Situated within driving distance of both Los Angeles and San Francisco, Yosemite National Park has inspired superlatives for decades. Early American visitors running the gamut from mid-1800s explorers to naturalist John Muir found plenty to love there.
As home to stunning waterfalls, sheer granite cliffs and abundant meadows tucked within the High Sierra, Yosemite still holds surprises aplenty. Here are seven little-known facts about the national park.

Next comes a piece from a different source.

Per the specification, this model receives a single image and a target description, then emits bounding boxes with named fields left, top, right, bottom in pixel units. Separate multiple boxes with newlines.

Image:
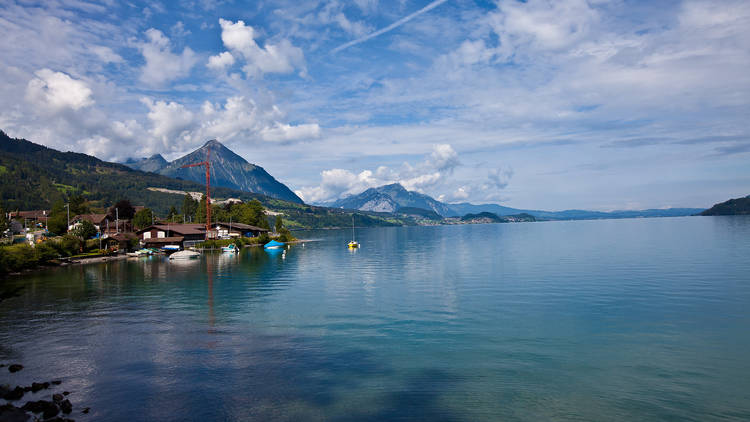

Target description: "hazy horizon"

left=0, top=0, right=750, bottom=211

Someone climbed Half Dome without a rope: In 2008, 23-year-old Alex Honnold completed a free climb of this Yosemite granite wall, measuring 2,130 ft. It took him less than three hours, National Geographic reports. When Half Dome was first scaled in 1957, it took climbers (with ropes) five days.
Yosemite has been inhabited for thousands of years: Evidence shows that humans may have visited the Yosemite area as early as 10,000 years ago. As one culture replaced another, Native Americans settled in Yosemite nearly 4,000 years ago, according to the National Park Service. Today, less than 1,000 descendants of Yosemite’s Native American inhabitants live in the area.

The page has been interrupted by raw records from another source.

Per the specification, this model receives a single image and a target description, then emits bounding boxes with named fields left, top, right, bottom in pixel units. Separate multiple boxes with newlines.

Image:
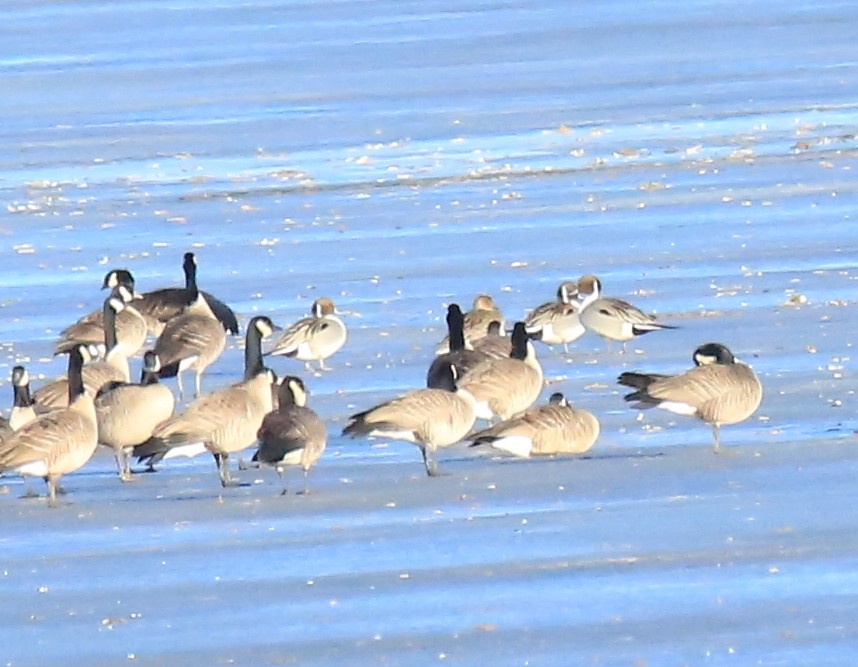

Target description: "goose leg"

left=113, top=447, right=132, bottom=482
left=275, top=466, right=287, bottom=496
left=21, top=475, right=39, bottom=498
left=712, top=424, right=724, bottom=454
left=238, top=459, right=261, bottom=470
left=212, top=452, right=248, bottom=488
left=420, top=447, right=441, bottom=477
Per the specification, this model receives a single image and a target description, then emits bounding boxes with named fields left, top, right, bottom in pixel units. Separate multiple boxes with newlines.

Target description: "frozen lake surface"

left=0, top=0, right=858, bottom=667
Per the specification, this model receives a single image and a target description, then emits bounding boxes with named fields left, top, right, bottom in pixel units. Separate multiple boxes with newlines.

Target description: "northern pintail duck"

left=578, top=275, right=676, bottom=349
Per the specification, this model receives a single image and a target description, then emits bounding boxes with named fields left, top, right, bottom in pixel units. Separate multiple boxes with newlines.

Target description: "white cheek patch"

left=16, top=461, right=48, bottom=477
left=179, top=354, right=199, bottom=371
left=164, top=442, right=208, bottom=461
left=369, top=429, right=417, bottom=442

President Lincoln made it possible: Mid-1800s exploitation of the land brought calls for conservation, the National Park Service recounts. Abraham Lincoln signed an 1864 bill protecting the Yosemite Valley and Mariposa Grove lands; that cleared the way for national park status in 1890.

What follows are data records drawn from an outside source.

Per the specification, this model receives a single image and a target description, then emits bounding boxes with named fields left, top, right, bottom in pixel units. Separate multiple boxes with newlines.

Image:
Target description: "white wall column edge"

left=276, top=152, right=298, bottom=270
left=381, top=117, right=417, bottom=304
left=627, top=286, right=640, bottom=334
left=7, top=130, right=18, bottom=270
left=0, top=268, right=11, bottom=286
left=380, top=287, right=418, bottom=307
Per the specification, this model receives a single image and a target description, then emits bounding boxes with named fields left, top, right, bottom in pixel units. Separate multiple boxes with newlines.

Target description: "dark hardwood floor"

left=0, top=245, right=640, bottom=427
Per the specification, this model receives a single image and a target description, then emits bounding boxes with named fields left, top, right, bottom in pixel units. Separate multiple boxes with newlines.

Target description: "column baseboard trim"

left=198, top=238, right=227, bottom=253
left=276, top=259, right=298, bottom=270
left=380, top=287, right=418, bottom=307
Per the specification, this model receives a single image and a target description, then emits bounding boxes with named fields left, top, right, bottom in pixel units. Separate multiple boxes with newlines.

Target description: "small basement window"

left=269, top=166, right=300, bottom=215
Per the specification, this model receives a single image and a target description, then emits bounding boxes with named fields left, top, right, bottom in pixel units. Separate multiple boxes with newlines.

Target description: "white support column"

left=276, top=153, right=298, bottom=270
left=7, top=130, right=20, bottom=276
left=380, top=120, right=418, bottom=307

Ribbon Falls is much higher than Niagara Falls: The Yosemite waterfall descends 1,612 feet, the U.S. Geological Survey states. It’s nearly ten times the height of 167-foot Niagara Falls. But it’s half the height of Angel Falls in Venezuela, the world’s tallest at 3,212 feet.
The Hetch Hetchy Valley still raises controversy: Starting around the turn of the 20th Century, San Francisco began efforts to dam the Tuolumne River to increase the city’s water supply. In 1923, the O’Shaughnessy Dam was built, flooding the Hetch Hetchy valley floor and creating a reservoir of the same name. Today, Restore Hetch Hetchy is leading efforts to dismantle the reservoir, which is still part of Yosemite National Park.
Yosemite is home to two glaciers: At 12,000 feet above sea level you’ll find the Lyell and Maclure Glaciers, says Geology.com. Yet few Yosemite visitors ever get to see them because long, strenuous hikes are required to reach them.
Yosemite’s bighorn sheep aren’t just gorgeous—they’re endangered: The Sierra Nevada bighorn sheep, one of the parks most iconic residents, is on the Federal Endangered Species list — there are about 500 bighorns left in the wild. Other Yosemite animals under threat include the California Wolverine and the California red-legged frog.